Contrast this with my own car, which I wash regularly and will go to great lengths to avoid parking even in the vicinity of another car. I always want it to look as nice as the day I drove it off the lot. You get the picture.
The same analogy can be made with investing and investment managers. It’s logical you want to invest with a manager who has a significant amount invested alongside you. Why? The manager’s financial interests are aligned with yours. In fact, the higher the manager’s investment, the more closely your interests are aligned.
Managers who “eat their own cooking” sit at the same table and eat the same meal as their investors. When the “cooking” is good, the manager benefits along with the investor. Similarly, when the cooking is not so good, both get indigestion.
Since 2005, the SEC requires each mutual fund to report how much the portfolio manager has invested in the fund. This information is found in the fund’s Statement of Additional Information (SAI) and is broken down by seven ranges: $0, $1 to $10,000, $10,000 to $50,000, $50,000 to $100,000, $100,000 to $500,000, $500,000 to $1 million and more than $1 million.
This information on manager ownership would be more useful if it distinguished amounts over $1 million and/or gave specific dollar amounts, but Morningstar has found the data still has predictive power.
It may surprise you just how few managers “walk the talk” of sharing their investors’ financial interests. The reason this isn’t just an interesting bit of investment trivia is Morningstar found a strong correlation between manager ownership and investment performance.
In a recently published study, Russ Kinnel, Morningstar’s director of manager research, looked at manager investment levels from 2009 and tracked five-year performance going forward. Unbelievably to us, 54 percent of funds had zero manager investment at the start of the period.
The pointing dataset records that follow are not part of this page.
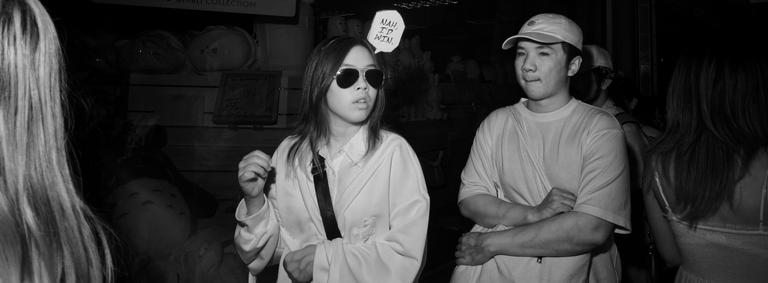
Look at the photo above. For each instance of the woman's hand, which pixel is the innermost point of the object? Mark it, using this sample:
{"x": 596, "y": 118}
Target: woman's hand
{"x": 252, "y": 174}
{"x": 473, "y": 249}
{"x": 298, "y": 264}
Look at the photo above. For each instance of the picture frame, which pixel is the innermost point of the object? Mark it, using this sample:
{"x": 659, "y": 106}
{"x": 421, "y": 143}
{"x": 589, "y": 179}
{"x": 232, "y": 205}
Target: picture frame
{"x": 248, "y": 98}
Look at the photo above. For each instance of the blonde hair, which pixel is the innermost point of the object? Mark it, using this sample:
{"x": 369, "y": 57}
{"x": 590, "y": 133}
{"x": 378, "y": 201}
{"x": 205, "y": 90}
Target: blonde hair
{"x": 47, "y": 233}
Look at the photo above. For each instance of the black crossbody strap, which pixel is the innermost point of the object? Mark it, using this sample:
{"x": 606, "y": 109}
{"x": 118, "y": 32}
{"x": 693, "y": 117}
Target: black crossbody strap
{"x": 323, "y": 194}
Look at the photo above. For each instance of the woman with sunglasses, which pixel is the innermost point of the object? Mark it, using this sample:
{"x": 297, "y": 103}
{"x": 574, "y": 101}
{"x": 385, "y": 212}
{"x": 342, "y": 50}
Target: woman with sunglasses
{"x": 341, "y": 200}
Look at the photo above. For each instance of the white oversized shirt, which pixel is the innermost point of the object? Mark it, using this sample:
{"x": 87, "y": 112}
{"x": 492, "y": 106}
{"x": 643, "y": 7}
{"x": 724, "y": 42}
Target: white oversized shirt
{"x": 381, "y": 206}
{"x": 519, "y": 155}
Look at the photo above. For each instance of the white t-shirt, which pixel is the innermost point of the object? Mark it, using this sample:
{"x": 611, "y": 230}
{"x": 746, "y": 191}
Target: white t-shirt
{"x": 519, "y": 155}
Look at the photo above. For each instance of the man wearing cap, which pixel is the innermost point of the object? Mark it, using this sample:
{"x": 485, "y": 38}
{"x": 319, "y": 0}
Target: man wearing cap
{"x": 547, "y": 178}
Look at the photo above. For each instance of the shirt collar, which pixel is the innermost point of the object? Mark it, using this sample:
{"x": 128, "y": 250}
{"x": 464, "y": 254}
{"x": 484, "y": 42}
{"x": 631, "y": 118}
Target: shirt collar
{"x": 354, "y": 149}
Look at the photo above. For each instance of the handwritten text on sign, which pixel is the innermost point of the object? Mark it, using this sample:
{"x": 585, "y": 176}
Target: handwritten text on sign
{"x": 386, "y": 30}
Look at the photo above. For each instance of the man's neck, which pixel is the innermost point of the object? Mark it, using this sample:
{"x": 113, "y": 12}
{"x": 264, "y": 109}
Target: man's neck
{"x": 549, "y": 104}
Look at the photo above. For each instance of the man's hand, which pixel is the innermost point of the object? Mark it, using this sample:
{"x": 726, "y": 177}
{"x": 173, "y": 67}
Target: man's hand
{"x": 298, "y": 264}
{"x": 473, "y": 249}
{"x": 557, "y": 201}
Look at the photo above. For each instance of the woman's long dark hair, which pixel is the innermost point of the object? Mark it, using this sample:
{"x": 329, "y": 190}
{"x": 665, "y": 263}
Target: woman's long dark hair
{"x": 717, "y": 123}
{"x": 312, "y": 128}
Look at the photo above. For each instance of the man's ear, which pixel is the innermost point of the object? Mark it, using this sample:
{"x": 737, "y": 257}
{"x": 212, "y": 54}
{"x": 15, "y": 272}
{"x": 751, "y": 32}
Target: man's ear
{"x": 574, "y": 66}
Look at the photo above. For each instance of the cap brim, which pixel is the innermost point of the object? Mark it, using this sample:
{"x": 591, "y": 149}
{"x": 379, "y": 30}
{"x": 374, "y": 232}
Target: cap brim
{"x": 535, "y": 36}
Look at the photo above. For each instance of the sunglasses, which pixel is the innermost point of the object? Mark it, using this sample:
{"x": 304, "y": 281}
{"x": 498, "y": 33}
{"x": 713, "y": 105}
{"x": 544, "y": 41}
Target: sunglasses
{"x": 346, "y": 77}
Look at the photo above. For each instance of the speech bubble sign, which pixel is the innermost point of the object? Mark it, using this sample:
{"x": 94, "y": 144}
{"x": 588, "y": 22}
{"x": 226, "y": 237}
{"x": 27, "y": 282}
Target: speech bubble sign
{"x": 386, "y": 30}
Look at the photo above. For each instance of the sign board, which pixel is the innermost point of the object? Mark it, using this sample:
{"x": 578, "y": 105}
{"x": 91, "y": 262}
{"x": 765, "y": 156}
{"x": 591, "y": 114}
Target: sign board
{"x": 386, "y": 30}
{"x": 281, "y": 8}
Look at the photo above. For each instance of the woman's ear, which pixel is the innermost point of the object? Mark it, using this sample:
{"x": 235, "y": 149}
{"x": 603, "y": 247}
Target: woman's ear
{"x": 574, "y": 65}
{"x": 605, "y": 84}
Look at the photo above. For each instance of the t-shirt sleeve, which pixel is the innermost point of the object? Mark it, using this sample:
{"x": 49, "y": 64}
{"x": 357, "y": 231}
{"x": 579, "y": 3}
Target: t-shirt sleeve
{"x": 476, "y": 176}
{"x": 604, "y": 187}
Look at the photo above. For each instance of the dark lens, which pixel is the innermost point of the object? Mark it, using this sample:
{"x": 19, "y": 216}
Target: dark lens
{"x": 347, "y": 77}
{"x": 374, "y": 77}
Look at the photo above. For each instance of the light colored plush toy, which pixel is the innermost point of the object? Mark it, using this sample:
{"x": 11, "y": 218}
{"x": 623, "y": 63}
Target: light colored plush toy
{"x": 222, "y": 48}
{"x": 153, "y": 219}
{"x": 152, "y": 52}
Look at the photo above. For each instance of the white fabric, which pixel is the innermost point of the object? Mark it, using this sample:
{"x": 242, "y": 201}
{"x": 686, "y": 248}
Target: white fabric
{"x": 579, "y": 148}
{"x": 381, "y": 206}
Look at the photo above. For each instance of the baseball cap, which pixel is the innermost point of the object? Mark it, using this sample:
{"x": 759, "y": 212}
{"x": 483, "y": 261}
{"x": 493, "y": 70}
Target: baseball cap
{"x": 595, "y": 56}
{"x": 547, "y": 28}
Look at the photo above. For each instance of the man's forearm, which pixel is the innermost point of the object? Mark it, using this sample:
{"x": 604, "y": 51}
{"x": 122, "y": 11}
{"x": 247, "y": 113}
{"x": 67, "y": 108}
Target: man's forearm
{"x": 567, "y": 234}
{"x": 489, "y": 211}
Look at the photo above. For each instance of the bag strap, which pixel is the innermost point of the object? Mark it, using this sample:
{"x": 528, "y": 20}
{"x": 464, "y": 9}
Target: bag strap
{"x": 323, "y": 194}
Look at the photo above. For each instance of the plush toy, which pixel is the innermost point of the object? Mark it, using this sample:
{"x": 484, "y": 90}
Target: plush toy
{"x": 152, "y": 218}
{"x": 221, "y": 48}
{"x": 154, "y": 52}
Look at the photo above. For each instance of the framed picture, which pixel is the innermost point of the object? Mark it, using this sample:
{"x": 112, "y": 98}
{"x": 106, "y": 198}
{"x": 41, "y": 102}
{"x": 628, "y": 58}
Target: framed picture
{"x": 248, "y": 98}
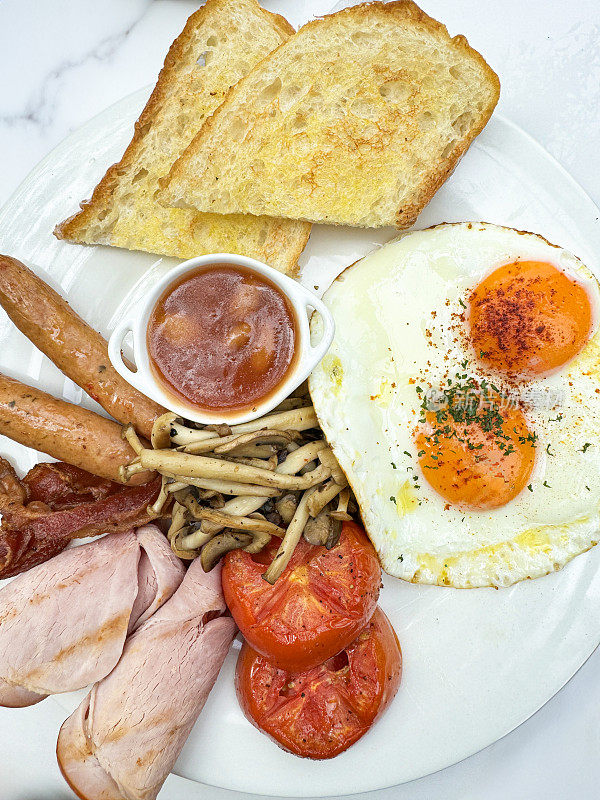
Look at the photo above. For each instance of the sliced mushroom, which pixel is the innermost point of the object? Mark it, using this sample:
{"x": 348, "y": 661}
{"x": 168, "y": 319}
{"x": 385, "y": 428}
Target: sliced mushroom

After grouping funds by the seven manager investment ranges, Kinnel calculated what percentage survived the entire period and outperformed their category peers (i.e. the “success rate”).
Not surprisingly, funds in which managers invested nothing had the lowest success rate, and those in which managers had more than $1 million invested had the highest success rate. Looking at U.S. equity funds, funds with no investment had a dismal 29 percent success rate versus 39 percent for the top group. In other words, your chance for success was one-third greater investing in a fund in which the manager invested more than $1 million.
We realize correlation isn’t the same as cause and effect. Still, Kinnel writes, “Those with high investment levels likely believe strongly in the strategy and people in place.”
On the other hand, “Those who view their fund as simply a product to be sold may not be as likely to invest in a meaningful way.”
The next time somebody is pitching an investment product as good for you, ask how much they will have invested alongside you. You may be surprised at the answer. If the answer is little or none, that should be a bright red flag.